Because of the vast amount of data included in this data set, I decided to look into where most crashes have occurred so far in 2025. I looked into where the most severe injuries have occurred as well.

ggmap::register_google(key = 'AIzaSyBVC4hbOlw9oAD3xi1rtIs6R4jnoF4YPNA')

# import map of Cincinnati  
cinci_map = get_map(location = 'Cincinnati', 
                      zoom = 15, source = 'google', 
                      maptype = 'terrain')

# filter data  for crashes that occured in 2025
data2025 <- data %>%
  mutate(Year = year(CRASHDATE)) %>%
  filter(Year == '2025')

# create visualization to show the location and severity of crashes in 2025
v1 <- ggmap(cinci_map) +
  geom_point(data = data2025, 
             aes(x = LONGITUDE_X, y = LATITUDE_X, color = CRASHSEVERITY, size = CRASHSEVERITY)) +
  scale_size_manual(breaks = c('1 - FATAL', '2 - SERIOUS INJURY SUSPECTED', '3 - MINOR INJURY SUSPECTED', '4 - INJURY POSSIBLE', '5 - PROPERTY DAMAGE ONLY'),
                    values = c(6, 5, 3, 2, 1),
                    labels =  c('Fatal', 'Serious Injury Suspected', 'Minor Injury Suspected', 'Injury Possible', 'Property Damage Only')) +
  scale_color_manual(breaks = c('1 - FATAL', '2 - SERIOUS INJURY SUSPECTED', '3 - MINOR INJURY SUSPECTED', '4 - INJURY POSSIBLE', '5 - PROPERTY DAMAGE ONLY'),
                     values = c('purple', 'red', 'orange', 'yellow', 'darkgreen'),
                     labels =  c('Fatal', 'Serious Injury Suspected', 'Minor Injury Suspected', 'Injury Possible', 'Property Damage Only')) +
  theme(legend.position = 'none') +
  labs(
    x =  'Latitude',
    y = 'Longitude',
    color = 'Crash Severity',
    size = 'Crash Severity'
  )

# extract legend
legend <- get_legend(v1 + theme(legend.position = 'right'))

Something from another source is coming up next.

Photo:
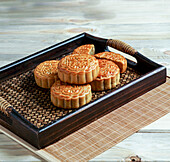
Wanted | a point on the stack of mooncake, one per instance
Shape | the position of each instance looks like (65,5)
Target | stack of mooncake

# create visualization to show the density of where crashes have taken place in 2025
v2 <- ggmap(cinci_map) +
  geom_density_2d(data = data2025,
                  aes(x = LONGITUDE_X, y = LATITUDE_X), linewidth = 1.25) +
  labs(
    x =  'Latitude',
    y = 'Longitude',
  )

grid.arrange(v2, v1, legend, ncol = 3)

The density plot above shows that most traffic crashes have occurred around The Contemporary Arts Center and around the main I-71 intersection by the Great American Ball Park. However, even though most crashes have occurred around these locations, the most severe crashes this year have all been by the TQL stadium. Luckily there have not been any fatal crashes yet in 2025, but there were a few crashes with serious injuries suspected. I would recommend looking into why such severe crashes keep occurring in the same location. Is it due to the speed limit, road conditions, etc? Looking into these factors and making adjustments accordingly could help decrease the number of severe crashes on this street. I would recommend performing a similar investigation for the roads around The Contemporary Arts Center and the main I-71 intersection since so many crashes occur around these areas.